If Order and Payment are in the same Monolith (sharing a DB), you just use BEGIN TRANSACTION.
Don't distribute your transactions if you don’t have to.
Pro Tip: Identifying the Ghost in the machine
When using Sagas, debugging becomes a nightmare because logs are scattered.
Always generate a Correlation ID (e.g., X-Request-ID) at the initial gateway and pass it down to every event and service call.
Without this ID, connecting a log in the Order Service to an error in the Inventory Service is impossible. Tools like Jaeger or Zipkin rely on this ID to visualize the full transaction trace.
8. The Challenge of Isolation
Sagas lack the 'I' (Isolation) in ACID.
Intermediate states are visible.
While the Saga is running (Order Created -> Payment Charged -> ...), a user might see their order as "Created" even if it eventually gets cancelled due to inventory error.

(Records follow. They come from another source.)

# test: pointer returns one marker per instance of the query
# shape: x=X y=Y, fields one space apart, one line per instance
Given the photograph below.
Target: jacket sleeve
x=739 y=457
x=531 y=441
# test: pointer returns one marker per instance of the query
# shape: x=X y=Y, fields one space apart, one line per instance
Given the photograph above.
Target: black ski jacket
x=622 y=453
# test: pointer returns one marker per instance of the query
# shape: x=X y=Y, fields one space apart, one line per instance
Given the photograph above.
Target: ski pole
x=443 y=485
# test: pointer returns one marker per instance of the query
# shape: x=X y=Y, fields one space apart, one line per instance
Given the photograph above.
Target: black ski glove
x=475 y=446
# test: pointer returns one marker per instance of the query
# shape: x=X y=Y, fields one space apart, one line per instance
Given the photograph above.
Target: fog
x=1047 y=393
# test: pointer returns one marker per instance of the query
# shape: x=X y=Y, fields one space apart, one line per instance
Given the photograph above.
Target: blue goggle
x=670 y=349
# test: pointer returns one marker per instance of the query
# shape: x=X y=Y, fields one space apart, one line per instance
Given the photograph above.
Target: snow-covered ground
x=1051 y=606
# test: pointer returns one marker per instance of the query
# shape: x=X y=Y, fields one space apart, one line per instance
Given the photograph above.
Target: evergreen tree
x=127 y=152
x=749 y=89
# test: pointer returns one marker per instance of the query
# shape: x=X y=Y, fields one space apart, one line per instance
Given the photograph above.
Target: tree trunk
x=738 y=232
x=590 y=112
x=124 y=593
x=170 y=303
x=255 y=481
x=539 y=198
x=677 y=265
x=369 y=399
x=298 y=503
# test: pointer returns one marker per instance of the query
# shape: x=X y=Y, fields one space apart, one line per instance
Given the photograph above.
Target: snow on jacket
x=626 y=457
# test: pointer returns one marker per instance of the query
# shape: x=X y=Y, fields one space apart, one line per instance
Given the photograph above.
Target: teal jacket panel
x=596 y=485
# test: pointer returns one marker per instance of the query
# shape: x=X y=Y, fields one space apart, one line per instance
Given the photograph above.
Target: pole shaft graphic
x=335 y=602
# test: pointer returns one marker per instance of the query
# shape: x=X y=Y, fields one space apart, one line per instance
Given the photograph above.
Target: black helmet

Also, another transaction could modify the data in between. This is known as a Lack of Isolation anomaly.
Countermeasures:
- Semantic Lock: Set a flag on the record (e.g.,
status: ORDER_PROCESSING). Other transactions should check this flag and block or fail if they try to touch it.
- Commutative Updates: Design operations so order doesn't matter (commutative).
- Pessimistic View: Show the user a "Processing..." state until the Saga is fully complete to hide the intermediate states.
9. Event Consistency: The Trade-off
Choosing Sagas means choosing Eventual Consistency.
The system will be in a consistent state... eventually.
This requires a mindset shift.
Developers must design systems to tolerate temporary inconsistency.
Design UIs that are "Optimistic" or handle asynchronous states gracefully.
Instead of blocking the user with a spinner for 10 seconds, say "We received your order! We'll email you when it's confirmed."
This decouples the user experience from the complex backend transaction, providing a snappier, more resilient application.
Monolith vs. Microservices: The Transaction Tax
Remember, distributed transactions are a "tax" you pay for using Microservices.
In a Monolith, consistency is cheap (ACID). In Microservices, consistency is expensive (Sagas, Complexity, Latency).
If your business requires extremely strict consistency (e.g., real-time high-frequency trading), a Monolithic architecture or a shared database might actually be superior. Distributed systems are not a silver bullet; they solve scaling issues but introduce data integrity issues. Choose your poison wisely.
Complexity is shifted from the Database layer (ACID) to the Application layer (Sagas). This is the price of Microservices.